Fourth, a recruiter will not waste your time. That’s because if a recruiter wastes your time, that means they’re also wasting their own time. Recruiters do not want to waste their time. It’s in their best interests to value your time as much as they value their own.

Samantha: That last point definitely makes sense if a candidate is worried that somebody is going to catch them doing a job search. If the recruiter is doing all of the footwork, then the candidate doesn’t have to devote a ton of time to the search.

Stacy: That’s right! And that works in the candidate’s favor in more ways than one, starting with the fact that recruiters know how to navigate the Human Resources department better than candidates. Many times, candidates risk getting stuck in what I call a “job search black hole” when they attempt to find a job through avenues other than by using a recruiter. That can lead to a lot of wasted time and frustration.

Samantha: You mentioned earlier that a recruiter knows more about the employer and hiring manager than the candidate does. What other valuable information does a recruiter have?

Stacy: Well, this one may seem obvious, but the recruiter more than likely has insider information about the job opening. This is especially the case if they’ve worked with the organization and hiring manager over a long period of time. They may have even placed the person who was in the position previously.

Since the recruiter has insider information about the position, they can pass that information along to the candidate. This is information the candidate would not have gained on their own, if they had not used a recruiter for their search. It’s information that will help the candidate make better decisions and make them more quickly.

Samantha: It seems like job seekers save a ton of time and energy by using a recruiter.

Stacy: They do. And not only are recruiters able to save candidates’ time and energy by providing them with important information, but they also position them much better during the hiring process.

Samantha: What do you mean by that?

Stacy: A recruiter’s endorsement of you means more to the company than you just “tooting your own horn.” The hiring authority knows who the recruiter is, and they probably don’t even know who you are. That means they value the opinion of the recruiter more than they value the opinion of the candidate, which is why you want the recruiter on your side.

Samantha: So you have a much better chance of standing out from the crowd with a recruiter?
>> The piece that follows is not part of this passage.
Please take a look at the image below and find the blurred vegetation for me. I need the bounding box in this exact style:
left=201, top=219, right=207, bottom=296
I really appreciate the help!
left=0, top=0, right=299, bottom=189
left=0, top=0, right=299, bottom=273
Stacy: That’s right. If you’re competing against other job seekers and they’re not represented by a recruiter, you immediately have an advantage over them. Since the recruiter has knowledge of the company, the position, and the hiring manager, they can tailor the candidate’s skills and abilities to the position. This helps to enhance the person’s candidacy.

Samantha: I’ve heard that companies sometimes shy away from choosing a candidate who’s presented by a recruiter because they don’t want to pay the recruiter’s fee. Is that true?

Stacy: Organizations do not engage recruiters so they can avoid paying their fee. They engage recruiters because they want the best candidates in the marketplace. They are willing to pay a recruiter’s fee so they can have access to those candidates. Without the recruiter, they don’t have that access.

Job seekers should not be fooled into thinking that companies will steer clear of a candidate represented by a recruiter simply because of the fee. Keeping a position open for too long or even worse, hiring the wrong person, is far more costly than paying a recruiter’s fee. If you’re the right person, the company will want to hire you—period.

Samantha: Stacy, is there anything else you’d like to add as we wrap up today’s podcast?

Stacy: Yes, do NOT work with just any recruiter. They are not all alike. You must find the best and most respected recruiter in your field, one who has a track record of placing people just like you in the companies most sought after by candidates.

Once you find such a recruiter, listen to their advice, both regarding your career and the hiring process. They have the expertise, experience, and ability to help you find your dream job.

Samantha: Stacy, thanks so much for all of this great information today.

Stacy: Thank you, Samantha. I look forward to our next podcast!